A 41-year-old native of Western Mississippi, Bolton came to the Dallas department when he was 21. It took him 20 years, but by 1999 Bolton -- who had the word "Negro" stamped on his entrance fingerprint card -- was a shoo-in for the top job. Assistant City Manager Daniels says it was never necessary for Bolton to interview for the post. Benavides wanted no "lapse in leadership," Daniels says, and he wanted "someone from the inside." So the city manager considered two choices other than Bolton: Manuel Vasquez and Robert Jackson. Both men, who have since left the department, could play roles in the Justice investigation. Vasquez is named as a defendant in Bush's lawsuit. Jackson, who is black, first raised the question of disparate discipline.

With his hands positioned on his belt loops, Bolton bounced around behind his desk with a big smile on his face. "What are we talking about today?" he asked the half-dozen reporters who had crowded into his office in mid-October after waiting an hour for the new chief to appear for a news conference of sorts.

The day before, a letter from the Justice Department announcing that it intended to intervene on Bush's behalf was made public. In it, the Justice lawyers said they wanted to have Bush offered a promotion to sergeant, retroactive benefits, seniority, monetary relief, and compensatory damages. They also wanted his personnel records expunged of the related charges. "The City of Dallas should institute procedures to monitor the actions of supervisors (sergeants and above) to insure that they do not retaliate against employees of the Dallas Police Department for making allegations of race discrimination against the Department," the Justice lawyers wrote.

Dozens of reporters had called the new chief. Bolton, only a few weeks in office and still talking to reporters (he declined to comment for this story, citing pending litigation), agreed to meet with the local journalists all at once. Bolton made it clear that he held Click accountable for the Bush allegations, which he seemed to accept as fact on the basis of Justice's intervention in the case. "The lawyers are working with Justice, so I don't want to get into specifics," he said. "We all know I wasn't chief then. The decisions were in [Click's] command."

About the Justice Department's findings supporting Bush, Bolton said, "It doesn't surprise me. It disappoints me. I can't turn back the hands of time. My focus is getting the department in a position that this doesn't happen."

A week earlier, Bolton had removed Bush's former supervisor, Deputy Chief Raymond Hawkins, from his position over Northeast patrol and placed him over the communications division. Hawkins subsequently quit.

When Bolton was asked at the conference whether Hawkins' transfer was related to the Bush case, he said, "I think you can draw your own conclusions."
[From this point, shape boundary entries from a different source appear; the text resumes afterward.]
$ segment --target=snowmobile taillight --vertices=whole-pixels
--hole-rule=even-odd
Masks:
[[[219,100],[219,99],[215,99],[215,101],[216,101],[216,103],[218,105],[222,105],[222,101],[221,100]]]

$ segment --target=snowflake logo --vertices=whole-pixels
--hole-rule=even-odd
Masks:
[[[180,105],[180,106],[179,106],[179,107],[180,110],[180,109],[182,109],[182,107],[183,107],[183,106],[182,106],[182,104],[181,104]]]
Publicly, Bolton stresses these days that he will be fair to blacks and whites alike. At a luncheon speech in November before a largely black audience, the new chief told a story about his birth. He had come out in a hurry, his mother had told him. "She didn't think I was coming so fast, so she looked up at my father and she said, 'I can't come up with a name.'" It was the Anglo doctor, Bolton said, who named him Terrell. "I am the product of people that worked together," he said. "I will be that way always."